La moitié des consommateurs de saumon disent qu'ils achètent et mangent maintenant plus de saumon frais qu'il y a quelques années. Quatre consommateurs sur dix indiquent en acheter et en manger environ la même quantité, et à peine un sur dix affirme en manger moins. Les jeunes et les personnes qui ne sont pas de race blanche sont plus susceptibles d'affirmer qu'ils achètent et mangent plus de saumon.
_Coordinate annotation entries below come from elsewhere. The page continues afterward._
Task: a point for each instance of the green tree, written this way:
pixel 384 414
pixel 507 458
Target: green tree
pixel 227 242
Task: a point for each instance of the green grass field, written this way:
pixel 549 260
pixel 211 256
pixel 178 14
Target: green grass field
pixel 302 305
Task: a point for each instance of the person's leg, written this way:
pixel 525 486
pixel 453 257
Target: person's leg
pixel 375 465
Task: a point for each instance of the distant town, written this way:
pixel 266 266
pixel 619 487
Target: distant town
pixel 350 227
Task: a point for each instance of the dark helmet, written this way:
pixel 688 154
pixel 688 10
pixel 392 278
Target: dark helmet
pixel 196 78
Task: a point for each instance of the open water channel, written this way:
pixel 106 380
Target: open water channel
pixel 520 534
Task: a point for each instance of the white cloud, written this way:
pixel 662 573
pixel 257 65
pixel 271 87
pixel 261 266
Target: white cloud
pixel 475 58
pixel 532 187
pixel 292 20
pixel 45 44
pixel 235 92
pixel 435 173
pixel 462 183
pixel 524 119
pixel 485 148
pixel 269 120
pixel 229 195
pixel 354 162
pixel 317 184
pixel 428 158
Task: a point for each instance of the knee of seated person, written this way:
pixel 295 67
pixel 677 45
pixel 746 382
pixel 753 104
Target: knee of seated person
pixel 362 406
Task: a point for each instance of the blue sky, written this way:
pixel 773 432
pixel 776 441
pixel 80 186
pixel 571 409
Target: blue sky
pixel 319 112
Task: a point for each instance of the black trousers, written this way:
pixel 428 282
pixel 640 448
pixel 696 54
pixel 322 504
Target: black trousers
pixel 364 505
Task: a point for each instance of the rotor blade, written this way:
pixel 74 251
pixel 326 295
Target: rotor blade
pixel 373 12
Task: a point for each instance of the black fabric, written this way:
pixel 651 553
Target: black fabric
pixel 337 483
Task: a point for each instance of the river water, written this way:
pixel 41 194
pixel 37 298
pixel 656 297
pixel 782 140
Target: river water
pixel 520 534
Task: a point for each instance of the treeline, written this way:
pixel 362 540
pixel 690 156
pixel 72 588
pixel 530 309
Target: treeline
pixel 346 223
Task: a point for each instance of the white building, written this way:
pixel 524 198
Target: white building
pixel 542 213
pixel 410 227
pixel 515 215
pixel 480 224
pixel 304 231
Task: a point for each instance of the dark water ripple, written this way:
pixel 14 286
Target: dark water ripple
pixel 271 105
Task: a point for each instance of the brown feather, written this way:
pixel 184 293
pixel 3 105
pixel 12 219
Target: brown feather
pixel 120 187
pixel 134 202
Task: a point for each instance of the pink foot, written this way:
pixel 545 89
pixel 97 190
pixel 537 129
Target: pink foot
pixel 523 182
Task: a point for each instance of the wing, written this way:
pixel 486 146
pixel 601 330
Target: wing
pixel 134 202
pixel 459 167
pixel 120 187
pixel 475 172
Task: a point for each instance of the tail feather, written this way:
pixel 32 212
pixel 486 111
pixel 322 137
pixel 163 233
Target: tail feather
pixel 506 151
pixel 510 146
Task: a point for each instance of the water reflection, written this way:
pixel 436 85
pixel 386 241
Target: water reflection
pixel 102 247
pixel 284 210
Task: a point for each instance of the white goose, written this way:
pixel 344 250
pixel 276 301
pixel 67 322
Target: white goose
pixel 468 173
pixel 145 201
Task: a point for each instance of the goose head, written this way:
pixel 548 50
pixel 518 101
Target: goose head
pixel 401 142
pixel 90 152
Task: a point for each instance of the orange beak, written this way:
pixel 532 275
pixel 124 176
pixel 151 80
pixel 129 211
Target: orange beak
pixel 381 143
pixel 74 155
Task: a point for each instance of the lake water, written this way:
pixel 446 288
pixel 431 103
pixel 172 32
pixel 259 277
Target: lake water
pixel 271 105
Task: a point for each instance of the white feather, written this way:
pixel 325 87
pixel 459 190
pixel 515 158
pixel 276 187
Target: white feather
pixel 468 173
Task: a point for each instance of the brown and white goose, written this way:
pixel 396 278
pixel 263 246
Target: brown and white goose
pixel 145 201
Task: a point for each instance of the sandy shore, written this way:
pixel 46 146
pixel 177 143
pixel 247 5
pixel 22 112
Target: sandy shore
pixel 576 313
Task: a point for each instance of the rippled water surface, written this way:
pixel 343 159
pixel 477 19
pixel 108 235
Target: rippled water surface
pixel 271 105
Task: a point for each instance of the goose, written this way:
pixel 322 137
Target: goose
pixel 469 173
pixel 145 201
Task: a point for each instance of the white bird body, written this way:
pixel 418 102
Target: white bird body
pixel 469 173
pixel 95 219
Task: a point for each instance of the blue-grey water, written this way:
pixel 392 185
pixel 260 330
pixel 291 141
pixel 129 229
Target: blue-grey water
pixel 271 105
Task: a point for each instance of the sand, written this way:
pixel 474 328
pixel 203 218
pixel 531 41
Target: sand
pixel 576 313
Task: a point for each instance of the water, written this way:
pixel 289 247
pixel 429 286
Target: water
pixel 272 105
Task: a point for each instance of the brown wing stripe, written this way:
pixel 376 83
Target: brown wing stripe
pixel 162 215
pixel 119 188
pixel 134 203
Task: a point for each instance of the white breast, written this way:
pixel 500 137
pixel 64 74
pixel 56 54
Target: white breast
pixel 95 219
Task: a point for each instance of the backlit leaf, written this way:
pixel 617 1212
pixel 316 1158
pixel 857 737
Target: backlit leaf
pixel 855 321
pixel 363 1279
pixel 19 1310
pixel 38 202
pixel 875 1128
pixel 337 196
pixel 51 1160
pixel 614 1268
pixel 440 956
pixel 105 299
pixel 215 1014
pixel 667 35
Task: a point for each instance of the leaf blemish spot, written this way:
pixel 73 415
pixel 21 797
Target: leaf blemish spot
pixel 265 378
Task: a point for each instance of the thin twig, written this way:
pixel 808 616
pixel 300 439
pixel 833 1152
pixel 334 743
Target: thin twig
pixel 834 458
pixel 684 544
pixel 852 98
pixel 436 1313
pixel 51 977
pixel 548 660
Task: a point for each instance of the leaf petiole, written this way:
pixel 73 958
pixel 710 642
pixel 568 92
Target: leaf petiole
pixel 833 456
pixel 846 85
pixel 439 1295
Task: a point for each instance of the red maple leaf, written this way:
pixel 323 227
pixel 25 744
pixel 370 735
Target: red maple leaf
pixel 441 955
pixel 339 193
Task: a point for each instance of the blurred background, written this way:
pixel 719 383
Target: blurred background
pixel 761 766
En outre, quatre personnes sur dix (40 %) prévoient en manger beaucoup plus (11 %) ou un peu plus (29 %) qu'aujourd'hui. Plus de la moitié des participants ont l'intention de continuer d'en consommer la même quantité. Seulement six pour cent (6 %) ont l'intention d'en acheter et d'en manger moins. Les jeunes et les consommateurs de Los Angeles sont plus susceptibles de prévoir augmenter leur consommation de saumon.
Les principales raisons expliquant pourquoi les consommateurs prévoient acheter et manger plus de saumon à l'avenir sont la valeur nutritive de ce poisson et le fait qu'il est plus sain que d'autres sources de protéines (59 %). Un tiers des participants (33 %) disent que c'est parce que leur famille en aime le goût. Parmi la très petite proportion de personnes qui prévoient acheter et manger moins de saumon (n = 66), les principales raisons données sont le prix ainsi que des préoccupations relatives à la disponibilité du saumon sauvage et à l'environnement.

Neuf consommateurs sur dix estiment être très (41 %) ou assez (49 %) à l'aise et savoir comment cuisiner le saumon chez eux.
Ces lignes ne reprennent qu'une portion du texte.